The church of Panagia ton Myriokefalon in the village of Myriokefala was the katholikon of the monastery of Panagia Antifonitria in the 11th century, which no longer survives. The monastery was built by Saint John the Stranger (Xeno) and was active until the beginning of the 20th century.
According to legend, Saint John was walking in the area when a huge plant blocked his way. As he went to set it on fire, he noticed the icon of the Virgin Mary. This was the location he chose to build the monastery. During the Venetian period, the monastery enjoyed a period of prosperity and wealth, however, it was destroyed during the Turkish occupation like many other monasteries on the island. Similarly, it was active during the struggles for liberation and housed rebels and resistance fighters.

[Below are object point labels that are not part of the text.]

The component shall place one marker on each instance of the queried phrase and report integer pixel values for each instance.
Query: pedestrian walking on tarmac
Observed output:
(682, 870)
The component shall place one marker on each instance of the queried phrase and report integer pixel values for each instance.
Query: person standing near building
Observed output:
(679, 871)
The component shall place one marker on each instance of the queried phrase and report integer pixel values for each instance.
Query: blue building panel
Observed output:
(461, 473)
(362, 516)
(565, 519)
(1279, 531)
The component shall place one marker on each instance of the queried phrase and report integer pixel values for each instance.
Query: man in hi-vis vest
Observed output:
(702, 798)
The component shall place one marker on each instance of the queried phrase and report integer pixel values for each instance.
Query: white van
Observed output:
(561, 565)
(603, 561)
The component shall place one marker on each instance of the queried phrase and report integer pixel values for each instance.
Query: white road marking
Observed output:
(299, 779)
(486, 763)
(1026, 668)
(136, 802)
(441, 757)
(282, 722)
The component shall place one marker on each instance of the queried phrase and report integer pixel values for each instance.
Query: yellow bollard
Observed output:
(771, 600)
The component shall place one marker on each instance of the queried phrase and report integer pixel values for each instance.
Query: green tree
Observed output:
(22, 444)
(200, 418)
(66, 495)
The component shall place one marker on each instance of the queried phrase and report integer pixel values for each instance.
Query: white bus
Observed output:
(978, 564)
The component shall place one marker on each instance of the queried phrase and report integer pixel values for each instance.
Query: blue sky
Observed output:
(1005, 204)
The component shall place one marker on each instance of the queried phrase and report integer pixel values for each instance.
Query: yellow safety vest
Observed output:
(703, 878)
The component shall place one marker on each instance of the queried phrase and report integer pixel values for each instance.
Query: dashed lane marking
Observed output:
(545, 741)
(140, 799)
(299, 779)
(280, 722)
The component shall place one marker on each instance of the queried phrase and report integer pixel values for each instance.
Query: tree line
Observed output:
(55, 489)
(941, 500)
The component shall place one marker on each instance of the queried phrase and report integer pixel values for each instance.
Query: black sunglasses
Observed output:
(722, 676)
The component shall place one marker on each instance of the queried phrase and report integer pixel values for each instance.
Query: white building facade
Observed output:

Aside from the katholikon, the other buildings are from the 18th and 19th centuries. The katholikon belongs to the architectural type of the free cross with a dome, with blind arches on the antennae of the cross. The cylindrical dome has eight arched windows with double arches. Later, the katholikon was extended to the west, with the addition of a vaulted one-room section, with two blind arches. The frescoes of the church are of two layers, dating back to the 11th and the 13th century. It is believed that the image of the Virgin Mary in the temple is miraculous. Today it is the parish church of the village. As for the ruins of the monastery, some efforts have been made to restore some buildings and cells but they are still ongoing.
One can reach the monastery on the way to Frangokastello and the southern coast or when visiting the area of Argyroupoli. Previously known as Lappa from the ancient city that stood there, the village of Argyroupoli is full of traces of modern and ancient civilizations. The springs of Argiroupoli and the small waterfalls complete this idyllic scene where visitors come to enjoy a meal and the natural landscape. The distance from Rethymno is about 30 km. This is an unknown and remote area of the island, where few visitors venture into.